Position #455 – October 15, 2020
WHEREAS, water is the lifeblood of the West and this is most apparent in the agricultural sector, which accounts for the predominant share of consumptive water use westwide; and
WHEREAS, agriculture sustains many rural economies and provides important employment opportunities both directly and indirectly; and
WHEREAS, increasing demands on often scarce water resources and periodic drought threaten the West and its agricultural base and the communities built on that base; and
WHEREAS, many agricultural producers in the West rely on irrigation surface water delivery systems that are shared among multiple producers and operated by an irrigation district, canal company, mutual ditch company, or acequia while others rely on overdrafted and or overallocated groundwater basins; and
WHEREAS, maintaining a sustainable agricultural economy in the West requires promoting efficient water use and achieving net water savings, while maximizing production and in some cases assisting in the transition from irrigated to dryland farming; and
WHEREAS, U.S. Department of Agriculture (USDA) conservation programs focus on conservation of ground and surface water resources, as well as reductions in nonpoint source pollution, including nutrients, sediment, pesticides and salinity; and
WHEREAS, many agricultural producers in the West voluntarily participate in USDA programs to implement conservation practices that improve water use efficiency, water quality and wildlife habitat; and
WHEREAS, the Farm Service Agency (FSA), Rural Development (RD), Natural Resources Conservation Service (NRCS), and National Water and Climate Center (NWCC) administer many water-related programs; and
WHEREAS, multiple USDA farm financial assistance programs are particularly important to producers and rural communities, water users and water quality managers, including the Conservation Reserve Program (CRP), Conservation Reserve Enhancement Program (CREP), Conservation Stewardship Program (CSP), Emergency Watershed Protection Program (EWPP), Environmental Quality Improvement Program (EQIP) and its Conservation Innovation Grants (CIG) and Colorado River Salinity Control Program (CRSCP), and Regional Conservation Partnership Program, and others such as watershed protection and planning programs; and
WHEREAS, special EQIP funding also covers a number of initiatives, including the Drought, Ogallala Aquifer, National Water Quality, Resiliency to Climate Change, and WaterSMART Initiatives; and
WHEREAS, the Western States Water Council (WSWC) supports USDA Conservation Program funding levels based on need rather than baseline budget targets; and
WHEREAS, the WSWC supports collaborative, targeted and voluntary conservation actions to address locally identified farm, range, forest and water resource concerns on private and public lands; and
WHEREAS, the WSWC supports actions to address secure water supplies, improved water quality, and drought and wildfire resilience, as well as wildlife habitat conservation and invasive species threats; and
WHEREAS, the WSWC supports the role of Conservation Title Programs in providing solutions to resolve water supply reliability, water quality impairments, groundwater recharge, and other water resource concerns facing agricultural water users and agricultural producers; and
WHEREAS, the WSWC supports the continued efforts of Rural Development to provide financial assistance for drinking water, wastewater facilities and other services to rural communities.

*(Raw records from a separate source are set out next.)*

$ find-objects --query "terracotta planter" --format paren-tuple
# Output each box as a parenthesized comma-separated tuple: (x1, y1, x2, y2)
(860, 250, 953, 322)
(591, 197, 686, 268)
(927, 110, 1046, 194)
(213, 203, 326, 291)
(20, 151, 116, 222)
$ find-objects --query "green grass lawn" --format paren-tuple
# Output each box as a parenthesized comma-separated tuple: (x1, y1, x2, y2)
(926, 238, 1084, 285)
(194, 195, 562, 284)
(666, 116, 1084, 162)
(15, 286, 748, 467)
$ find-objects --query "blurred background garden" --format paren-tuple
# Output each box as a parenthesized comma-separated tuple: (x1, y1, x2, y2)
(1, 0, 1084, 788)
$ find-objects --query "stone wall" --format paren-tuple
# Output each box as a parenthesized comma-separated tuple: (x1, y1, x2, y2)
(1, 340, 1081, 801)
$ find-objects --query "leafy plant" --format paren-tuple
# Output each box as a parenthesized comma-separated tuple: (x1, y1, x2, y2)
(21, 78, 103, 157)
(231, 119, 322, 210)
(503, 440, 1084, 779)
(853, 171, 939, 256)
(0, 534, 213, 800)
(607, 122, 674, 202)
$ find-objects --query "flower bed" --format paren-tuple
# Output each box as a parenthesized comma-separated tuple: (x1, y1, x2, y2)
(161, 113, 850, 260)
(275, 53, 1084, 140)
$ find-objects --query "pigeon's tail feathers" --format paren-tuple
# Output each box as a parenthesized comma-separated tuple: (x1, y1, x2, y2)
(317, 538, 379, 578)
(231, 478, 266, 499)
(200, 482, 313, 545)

NOW, THEREFORE BE IT RESOLVED, that the Western States Water Council strongly supports USDA Conservation Programs, and urges the Administration and the Congress to provide sufficient funding to address water conservation, flood protection and water quality remediation needs.
BE IT FURTHER RESOLVED, that the WSWC supports regional cooperative agricultural programs such as EQIP Initiatives, the Colorado River Salinity Control Project, and the Regional Conservation Partnership Program.
BE IT FURTHER RESOLVED, that, the WSWC supports the work done by Rural Development to bring clean, safe drinking water and sanitation to rural communities.
BE IT FURTHER RESOLVED, that the WSWC supports investment in voluntary, incentive-based conservation programs, including when appropriate assisting in the transition from irrigated to dryland farming, that are implemented in coordination with state and local governmental partners, while providing the maximum flexibility possible and opportunity for innovation to create efficiencies, coordinate funding and achieve real water savings.